We’re told the Republican party is splitting between Trumpism and sanity. But it’s still a very lopsided division; the great majority of GOP voters remain gaga. Just ten in the House backed impeachment. One serious observer suggests some of the rest feared being killed by fanatics in their own voting base. Meantime, now even members of Congress must go through metal detectors after at least one Republican brought a gun into the chamber.

All this might be less insane if centered upon some arguably noble heroic figure, a Pericles, a Napoleon. But this guy?? Vicious, depraved, degraded, a lying con man. Trumpsuckers can’t see the obvious. The word insane hardly suffices.

He rode to power exploiting widespread grievances with at least some tether to reality. Efforts for Black equality are not a figment of Trumpist imagination. Now though, it’s foaming-mouth fury at this “stolen election” idea, totally divorced from Planet Earth. But for them, “God said it, I believe it, that settles it.”

And so they stormed the Capitol. Voltaire said, “Those who can make you believe absurdities can make you commit atrocities.”

The internet and social media loom large here, spreading the poison. On Thursday I was asked by ex-Gov. Deval Patrick to attend a zoom, with Media Matters for America, discussing Facebook, Twitter, etc., banning Trump, part of a broader crackdown on right-wing extremist content.
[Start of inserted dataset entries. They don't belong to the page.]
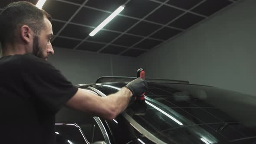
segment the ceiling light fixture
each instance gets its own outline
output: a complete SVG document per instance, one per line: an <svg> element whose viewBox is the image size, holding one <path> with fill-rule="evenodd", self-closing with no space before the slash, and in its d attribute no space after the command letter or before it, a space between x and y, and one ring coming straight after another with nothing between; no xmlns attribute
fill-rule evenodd
<svg viewBox="0 0 256 144"><path fill-rule="evenodd" d="M113 20L115 16L116 16L118 13L119 13L121 12L122 11L125 9L124 6L121 6L119 7L116 10L115 10L113 13L112 13L110 16L108 16L106 20L104 20L103 22L102 22L101 24L100 24L94 30L93 30L91 33L90 33L89 35L91 36L93 36L95 35L102 28L103 28L105 25L107 25L111 20Z"/></svg>
<svg viewBox="0 0 256 144"><path fill-rule="evenodd" d="M42 7L43 4L45 3L46 0L39 0L37 2L37 3L36 5L36 7L38 7L39 9L42 9Z"/></svg>
<svg viewBox="0 0 256 144"><path fill-rule="evenodd" d="M206 141L204 138L200 138L201 141L203 141L206 144L210 144L208 141Z"/></svg>

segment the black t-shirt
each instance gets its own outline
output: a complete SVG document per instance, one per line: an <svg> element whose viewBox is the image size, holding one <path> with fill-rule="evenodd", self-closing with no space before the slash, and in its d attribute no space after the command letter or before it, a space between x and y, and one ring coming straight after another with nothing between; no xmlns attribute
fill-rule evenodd
<svg viewBox="0 0 256 144"><path fill-rule="evenodd" d="M54 144L55 114L78 90L47 61L0 58L0 141Z"/></svg>

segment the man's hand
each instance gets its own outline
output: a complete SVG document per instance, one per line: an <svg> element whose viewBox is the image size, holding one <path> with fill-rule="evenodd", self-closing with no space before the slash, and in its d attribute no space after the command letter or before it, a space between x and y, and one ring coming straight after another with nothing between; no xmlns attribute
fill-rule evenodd
<svg viewBox="0 0 256 144"><path fill-rule="evenodd" d="M148 89L148 83L141 78L138 78L129 82L125 87L131 92L133 96L141 95Z"/></svg>

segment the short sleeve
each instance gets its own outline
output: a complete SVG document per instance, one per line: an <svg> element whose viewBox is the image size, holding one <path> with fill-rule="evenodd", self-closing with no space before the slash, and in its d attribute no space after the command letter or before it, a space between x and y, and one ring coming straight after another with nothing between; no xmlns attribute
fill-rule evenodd
<svg viewBox="0 0 256 144"><path fill-rule="evenodd" d="M22 71L26 91L43 111L54 113L65 105L78 91L50 63L32 55L23 60Z"/></svg>

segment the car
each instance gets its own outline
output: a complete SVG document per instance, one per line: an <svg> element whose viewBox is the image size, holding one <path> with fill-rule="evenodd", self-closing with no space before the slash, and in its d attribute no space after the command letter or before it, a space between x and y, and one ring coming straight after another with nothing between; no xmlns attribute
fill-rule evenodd
<svg viewBox="0 0 256 144"><path fill-rule="evenodd" d="M105 97L135 78L101 77L77 87ZM146 80L142 114L131 105L109 121L70 111L56 124L58 144L256 144L255 96L187 81Z"/></svg>

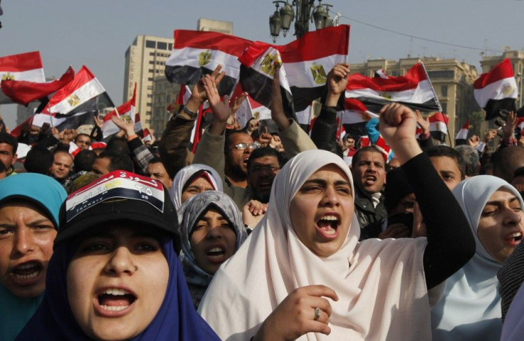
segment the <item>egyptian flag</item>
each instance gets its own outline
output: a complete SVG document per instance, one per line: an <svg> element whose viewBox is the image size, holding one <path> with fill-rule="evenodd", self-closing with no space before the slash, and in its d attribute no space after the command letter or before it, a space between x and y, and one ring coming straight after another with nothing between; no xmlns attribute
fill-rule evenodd
<svg viewBox="0 0 524 341"><path fill-rule="evenodd" d="M102 84L91 71L82 66L75 79L59 90L42 110L46 114L71 116L77 112L114 107Z"/></svg>
<svg viewBox="0 0 524 341"><path fill-rule="evenodd" d="M142 128L142 122L140 122L140 112L135 114L135 132L136 132L140 138L144 137L144 129Z"/></svg>
<svg viewBox="0 0 524 341"><path fill-rule="evenodd" d="M239 57L251 41L218 32L175 30L173 51L166 61L166 78L172 83L194 85L219 65L225 77L221 96L233 92L240 73Z"/></svg>
<svg viewBox="0 0 524 341"><path fill-rule="evenodd" d="M459 130L455 137L455 145L459 146L461 145L468 144L468 132L469 132L469 120L466 122L462 129Z"/></svg>
<svg viewBox="0 0 524 341"><path fill-rule="evenodd" d="M0 78L2 80L45 83L40 51L0 57ZM11 98L0 91L0 104L12 103Z"/></svg>
<svg viewBox="0 0 524 341"><path fill-rule="evenodd" d="M378 77L379 78L389 78L389 76L387 75L387 73L386 73L386 71L384 70L384 69L381 68L380 70L377 70L374 72L374 77Z"/></svg>
<svg viewBox="0 0 524 341"><path fill-rule="evenodd" d="M448 115L442 112L436 112L429 116L429 133L431 137L444 143L448 135Z"/></svg>
<svg viewBox="0 0 524 341"><path fill-rule="evenodd" d="M135 100L137 97L137 84L135 83L135 90L133 90L133 97L131 98L127 102L125 103L115 110L112 110L105 116L104 116L103 122L102 123L102 133L104 138L116 134L120 131L120 128L113 123L111 117L116 116L120 117L121 120L126 122L132 122L135 124ZM135 126L136 129L136 126Z"/></svg>
<svg viewBox="0 0 524 341"><path fill-rule="evenodd" d="M150 132L150 130L147 128L145 128L144 130L144 137L142 137L142 141L144 142L147 142L147 141L151 141L151 133Z"/></svg>
<svg viewBox="0 0 524 341"><path fill-rule="evenodd" d="M287 45L255 42L239 58L240 83L251 98L271 107L274 68L281 65L281 93L284 111L291 116L322 97L328 73L347 61L349 43L348 25L309 32Z"/></svg>
<svg viewBox="0 0 524 341"><path fill-rule="evenodd" d="M40 100L45 106L54 93L69 84L74 78L75 70L70 66L60 79L45 83L3 80L1 89L4 94L16 103L27 106L29 103Z"/></svg>
<svg viewBox="0 0 524 341"><path fill-rule="evenodd" d="M370 111L358 100L346 98L344 101L344 110L337 112L337 118L342 122L344 130L351 136L366 136L366 123L378 115Z"/></svg>
<svg viewBox="0 0 524 341"><path fill-rule="evenodd" d="M379 112L382 106L392 102L421 111L442 110L421 63L413 65L404 76L383 78L351 75L345 95L361 101L372 112Z"/></svg>
<svg viewBox="0 0 524 341"><path fill-rule="evenodd" d="M80 125L93 125L96 111L86 111L76 112L70 116L56 115L55 116L49 114L39 113L33 115L33 125L41 127L44 123L49 123L51 127L55 127L58 131L65 129L76 129Z"/></svg>
<svg viewBox="0 0 524 341"><path fill-rule="evenodd" d="M503 59L488 73L481 75L473 86L475 99L486 110L486 121L495 118L501 110L517 110L515 99L518 89L508 58Z"/></svg>

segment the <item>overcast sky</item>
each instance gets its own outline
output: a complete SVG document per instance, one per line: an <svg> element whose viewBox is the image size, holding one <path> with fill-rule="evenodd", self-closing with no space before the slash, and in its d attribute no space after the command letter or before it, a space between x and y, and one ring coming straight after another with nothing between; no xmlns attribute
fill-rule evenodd
<svg viewBox="0 0 524 341"><path fill-rule="evenodd" d="M351 25L351 63L411 54L455 58L480 70L483 50L498 55L504 46L524 49L524 1L324 3L342 14L340 23ZM117 105L122 100L124 53L137 35L172 37L174 29L196 29L199 18L208 18L233 21L236 36L269 43L268 19L275 10L269 0L4 0L1 7L0 56L38 50L46 76L59 77L70 64L75 70L85 64ZM277 43L288 43L290 36ZM14 107L0 108L11 128Z"/></svg>

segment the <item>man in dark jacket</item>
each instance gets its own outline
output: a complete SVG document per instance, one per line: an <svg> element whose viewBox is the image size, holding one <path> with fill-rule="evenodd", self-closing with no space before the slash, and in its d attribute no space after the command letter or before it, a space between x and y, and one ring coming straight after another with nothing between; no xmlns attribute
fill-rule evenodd
<svg viewBox="0 0 524 341"><path fill-rule="evenodd" d="M360 228L387 216L382 187L386 178L384 155L374 147L358 150L352 159L355 211Z"/></svg>

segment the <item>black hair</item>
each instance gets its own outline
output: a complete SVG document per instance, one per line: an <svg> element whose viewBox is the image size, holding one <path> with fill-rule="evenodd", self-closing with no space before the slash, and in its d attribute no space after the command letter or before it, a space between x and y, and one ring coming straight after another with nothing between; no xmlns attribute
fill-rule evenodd
<svg viewBox="0 0 524 341"><path fill-rule="evenodd" d="M16 154L19 148L19 142L16 138L7 132L0 132L0 143L6 143L13 147L13 155Z"/></svg>
<svg viewBox="0 0 524 341"><path fill-rule="evenodd" d="M438 146L430 147L426 149L424 152L429 157L448 157L455 160L456 167L461 172L461 180L466 178L466 165L464 159L461 153L454 149L451 147L439 145Z"/></svg>
<svg viewBox="0 0 524 341"><path fill-rule="evenodd" d="M358 164L358 162L360 159L360 154L365 152L371 152L373 153L377 153L379 154L382 157L382 159L384 160L384 167L385 169L386 167L386 159L384 157L384 154L379 149L377 149L376 147L373 146L367 146L363 148L360 148L357 151L356 153L355 153L355 155L353 155L353 158L351 159L351 167L355 169L357 167L357 164Z"/></svg>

A video showed some hair-raising examples, including major Fox creeps talking up violence as a somehow legitimate recourse.

I pointed out that “conservatives” have long alleged silencing by opinion gatekeepers, making free speech an issue. And they certainly have a point regarding academia, punitively enforcing ideological conformity. Yet MMA’s presentation was all about suppressing right-wing content. What about trying to bring these people back to sanity? MMA’s president Angelo Carusone answered that major platforms have actually failed to enforce their own rules, enabling extremist advocates to “cheat,” and that’s what’s being targeted.

I am almost absolutist about freedom of speech. With Jefferson, holding that the answer for bad ideas is not censorship but better ones. Banning anyone — especially the President! — from a public platform is troubling. Ones like Facebook and Twitter do have too much power over the landscape of public debate. However, what the First Amendment bars is government restricting speech, which is not at issue here. And while everyone has a right to speak, nobody is entitled to a megaphone provided by someone else. In this case, banning Trump and other incendiary extremists is the right thing to do.

I began by saying America’s been in crisis. Disinformation is a key aspect, shredding our civic culture. We can’t have rational discourse without some shared reality. Bad enough being polarized over genuine issues; now it’s over what’s simply a lie. Many millions deranged by this pernicious “stolen election” nonsense, stoked to insurrectionary violence. Yes, we must try to coax them to sanity. But first at least turn off the fire-hose fueling the madness.

It won’t end soon. Trumpsters see January 6 not as a climactic disaster, but a galvanizing call to arms. They will be raging again tomorrow, and vow inauguration day trouble in all fifty state capitals. Some say President-elect Biden should avoid danger and forgo an outdoor public ceremony. I strongly disagree. Traditions matter. Normalcy — sanity — must be restored — and seen to be restored.

There will be ample security. Better include anti-aircraft guns. Not a joke.